To others, it illustrates how the enforcement of Jerusalem's land and building laws has become "very asymmetrical and blunt," to Palestinians' disadvantage, said Orly Noy, spokeswoman for Ir Amim, a group that monitors housing issues in Arab neighborhoods.

Beit Yonatan's tenants also face eviction since an Israeli court ordered the building sealed because it was built without the proper permits. Rather than proceed with the evictions, however, Jerusalem Mayor Nir Barkat has proposed new rules that would make all but the upper floors of the building legal. Barkat has said the idea also would bring some Arab buildings into compliance and has threatened to enforce demolition orders against Arab homes if he is forced to evict the residents of Beit Yonatan.

The Silwan case goes to the heart of the larger dispute: For Luria, one building of Jews among hundreds of Arab homes is not enough to threaten neighborhood demographics or warrant international concern; for advocates of the Palestinians, the presence of those few families means security guards, increased Israeli police patrols and the risk of seemingly isolated projects eventually connecting and growing more encompassing.

"The juxtaposition of two cultures, with its accompanying violence and tension, destroys the communal atmosphere that has evolved over decades" in East Jerusalem, Karen Abuzayd, former commissioner-general of the United Nations Relief and Works Agency for Palestine Refugees in the Near East, said in a speech delivered from the steps of a Sheikh Jarrah home in December.

Left in limbo

Even the most ardent advocates for the Sheikh Jarrah families acknowledge that they have been left in limbo for more than five decades, lacking the promised titles to their homes, in some cases refusing to make the rent payments that would give them rights under Israeli tenancy law and now finding themselves embroiled in a larger debate over one of the most contested cities in history.

Among the families, the mood is defiant. They say they are hesitant to move or make other plans because of what the future might hold -- a peace deal and creation of a Palestinian state, perhaps, or, as one resident said, the return of Arab control in a new war.

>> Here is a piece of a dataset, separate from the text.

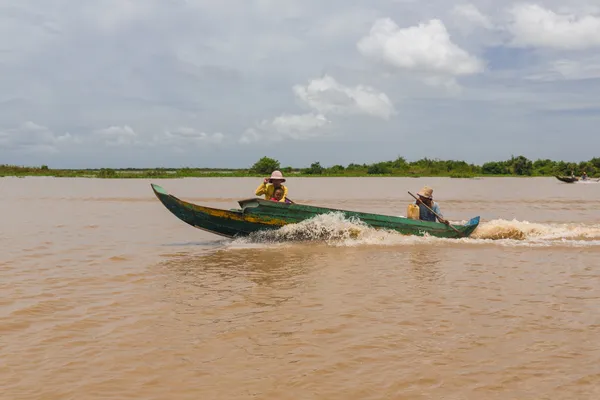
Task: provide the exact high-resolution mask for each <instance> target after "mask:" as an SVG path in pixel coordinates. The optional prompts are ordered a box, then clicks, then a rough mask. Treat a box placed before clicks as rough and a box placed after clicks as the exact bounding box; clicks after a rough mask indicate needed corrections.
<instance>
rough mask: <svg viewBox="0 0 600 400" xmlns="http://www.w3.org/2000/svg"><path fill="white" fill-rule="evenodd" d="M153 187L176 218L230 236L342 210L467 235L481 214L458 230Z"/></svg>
mask: <svg viewBox="0 0 600 400" xmlns="http://www.w3.org/2000/svg"><path fill="white" fill-rule="evenodd" d="M151 186H152V190H153V191H154V194H155V195H156V197H158V199H159V200H160V201H161V203H162V204H163V205H164V206H165V207H167V209H168V210H169V211H171V212H172V213H173V214H174V215H175V216H176V217H177V218H179V219H180V220H182V221H183V222H185V223H187V224H189V225H191V226H193V227H196V228H199V229H202V230H205V231H208V232H211V233H214V234H216V235H221V236H225V237H228V238H234V237H240V236H248V235H250V234H251V233H253V232H257V231H261V230H274V229H279V228H281V227H282V226H284V225H288V224H295V223H298V222H301V221H304V220H307V219H310V218H313V217H315V216H317V215H320V214H328V213H332V212H340V213H342V214H343V215H344V216H345V217H346V218H357V219H360V220H361V221H362V222H364V223H365V224H366V225H368V226H370V227H372V228H376V229H388V230H394V231H397V232H400V233H402V234H405V235H417V236H424V235H426V234H428V235H431V236H436V237H445V238H458V237H468V236H469V235H470V234H471V233H473V231H474V230H475V229H476V228H477V226H478V225H479V217H475V218H472V219H471V220H470V221H468V222H467V223H466V224H464V225H452V226H454V228H455V229H456V230H457V231H458V232H457V231H455V230H454V229H452V228H451V227H449V226H446V225H444V224H442V223H439V222H428V221H419V220H413V219H408V218H404V217H394V216H388V215H380V214H370V213H362V212H356V211H346V210H336V209H333V208H325V207H313V206H309V205H302V204H286V203H278V202H274V201H267V200H263V199H259V198H251V199H246V200H240V201H239V202H238V203H239V205H240V207H241V208H240V209H231V210H222V209H217V208H210V207H204V206H199V205H196V204H192V203H188V202H186V201H183V200H180V199H178V198H177V197H175V196H173V195H171V194H169V193H167V191H165V190H164V189H163V188H162V187H160V186H158V185H155V184H151Z"/></svg>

On a recent night, a protest tent on the street near one of the disputed homes attracted a trickle of visitors, while the former tenants gathered around a small bonfire. A weekly Friday rally routinely draws a crowd of a few hundred. The evicted families have found other places to live, said Fouad Ghawi, 64, an evictee whose 88-year-old father was an initial beneficiary of the U.N. program. But they still want to show their presence.

"We don't want to let them stay here," he said, nodding toward his former home, where a large menorah now adorns the roof. At the opposite end of the building, Ramadan lights were still on display, put up by a Palestinian family whose case is pending in the courts.

"We don't want them to rest in peace and quiet," Ghawi said of the new occupants. "We want to show the world they are sleeping in our homes."

Washington Post special correspondent Samuel Sockol contributed to this report.